Richard Dawkins is one of my intellectual heroes. I was thrilled to be invited to his 80th birthday party, on zoom, with about twenty others; hosted by Robyn Blumner (head of the Dawkins Foundation and allied Center for Inquiry, home of Secular Rescue, which I support, a kind of underground railroad for atheists persecuted in mostly Muslim countries).
Dawkins has authored numerous landmark books, including The Selfish Gene, The God Delusion, and The Blind Watchmaker (which I’ve reviewed). He spoke of two imminent new ones: Books Do Furnish a Life: Reading and Writing Science, a collection of pieces about other books, and Flights of Fancy: Defying Gravity by Design and Evolution, about how both nature and humans have solved the problem of getting airborne.
I got a chance to tell him how important some of his books have been to me, particularly The Selfish Gene — saying that if you really understand that book, you understand evolution. In response, Dawkins remarked that he’s often asked whether he’d retract the book (published in 1976), but he still feels confident it’s right. Its take on evolution might seem extreme. In a nutshell: Life must have begun (no alternative is conceivable) with a molecule having the capability to replicate. As copies proliferated, variations crept in. Effectively putting them in competition. Variants proving better at staying in existence and replicating would become more numerous. In that competition they’d develop “survival machines.” Those molecules are genes; the survival machines are organisms. Just devices for getting more genes into the next generation. That, indeed, is what humans are, in the big scheme of things. (And a chicken is just an egg’s way to make another egg.)
This doesn’t trivialize our lives. Indeed, having no cosmic purpose frees us to set our own agenda.
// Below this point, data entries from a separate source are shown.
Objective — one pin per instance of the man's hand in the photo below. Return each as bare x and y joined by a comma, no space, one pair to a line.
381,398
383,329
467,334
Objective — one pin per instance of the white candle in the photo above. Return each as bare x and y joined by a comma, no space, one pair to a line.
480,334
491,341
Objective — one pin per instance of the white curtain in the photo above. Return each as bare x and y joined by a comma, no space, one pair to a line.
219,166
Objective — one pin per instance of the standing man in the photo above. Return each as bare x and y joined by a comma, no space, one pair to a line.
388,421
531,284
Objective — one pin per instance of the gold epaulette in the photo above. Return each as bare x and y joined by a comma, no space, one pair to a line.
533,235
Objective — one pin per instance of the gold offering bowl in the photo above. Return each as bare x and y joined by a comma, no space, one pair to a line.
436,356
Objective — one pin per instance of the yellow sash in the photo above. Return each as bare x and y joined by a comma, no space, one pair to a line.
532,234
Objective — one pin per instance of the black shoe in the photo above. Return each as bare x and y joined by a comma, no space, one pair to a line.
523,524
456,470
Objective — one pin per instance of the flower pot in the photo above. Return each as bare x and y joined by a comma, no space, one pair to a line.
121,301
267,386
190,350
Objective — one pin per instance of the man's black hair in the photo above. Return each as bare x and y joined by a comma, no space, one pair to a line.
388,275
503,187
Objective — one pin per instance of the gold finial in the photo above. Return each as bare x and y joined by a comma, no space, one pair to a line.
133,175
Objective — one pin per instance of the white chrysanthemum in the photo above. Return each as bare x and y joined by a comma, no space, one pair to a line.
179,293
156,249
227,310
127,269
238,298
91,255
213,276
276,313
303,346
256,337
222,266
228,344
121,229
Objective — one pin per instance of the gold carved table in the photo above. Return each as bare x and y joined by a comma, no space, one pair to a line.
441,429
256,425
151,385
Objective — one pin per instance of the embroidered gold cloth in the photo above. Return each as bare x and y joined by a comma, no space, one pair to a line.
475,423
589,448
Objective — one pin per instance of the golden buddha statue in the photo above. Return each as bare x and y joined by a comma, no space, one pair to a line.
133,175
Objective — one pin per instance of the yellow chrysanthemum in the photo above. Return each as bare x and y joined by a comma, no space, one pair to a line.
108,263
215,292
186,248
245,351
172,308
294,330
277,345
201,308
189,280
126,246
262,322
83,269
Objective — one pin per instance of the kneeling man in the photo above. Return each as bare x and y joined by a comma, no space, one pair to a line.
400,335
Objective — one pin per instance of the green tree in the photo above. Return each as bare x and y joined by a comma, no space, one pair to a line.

I also got to submit a (cheeky) question — in what year do you predict the last remaining believers in conventional religions will be generally regarded as crazy crackpots? Dawkins started by noting that many past religions have fallen by the wayside, only to be supplanted by others no better. He fears that today’s religions will be replaced by “dopey woo-woo new age superstition.” Yet directly answering my question, he said a pessimistic estimate would be a hundred years! (That actually seems optimistic to me.)
Asked how people can be dissuaded from false beliefs (a question he must get daily), Dawkins avowed that evidence, alas, doesn’t do the trick, because people’s beliefs actually have little to do with evidence, being more a function of tribal affiliation. Frustration at this led him to suggest telling religious people, “This is science. If you don’t agree with it, fuck off.”
But one thing he did seriously urge was to stop calling evolution a “theory.” Yes, yes, scientists use that word differently from its everyday sense, but creationists exploit this by labeling evolution “just a theory.” It’s as much a fact, said Dawkins, as Earth going around the Sun.
Also on the subject of labeling, he said we should stop automatically calling the children of Christians “Christians,” and so forth. It’s something unique to the religious realm; the offspring of Marxists aren’t called Marxist children. Small kids are too young to know their minds on these matters. Eliminating such labeling would help free them to find their own paths, breaking the perpetuation of false beliefs down the generations. Now if only religious parents would comply.
Doubt toward science right now is manifesting in widespread resistance to covid vaccination. Dawkins, discussing this, observed that development of these vaccines is actually a bigger scientific breakthrough than most of us realize. Not just another typical set of vaccines, but using a different paradigm, employing Messenger-RNA — which should enable researchers to readily tweak them to fit other emerging ailments.
Interestingly, some scientists now think the primordial molecule that started life was something like RNA.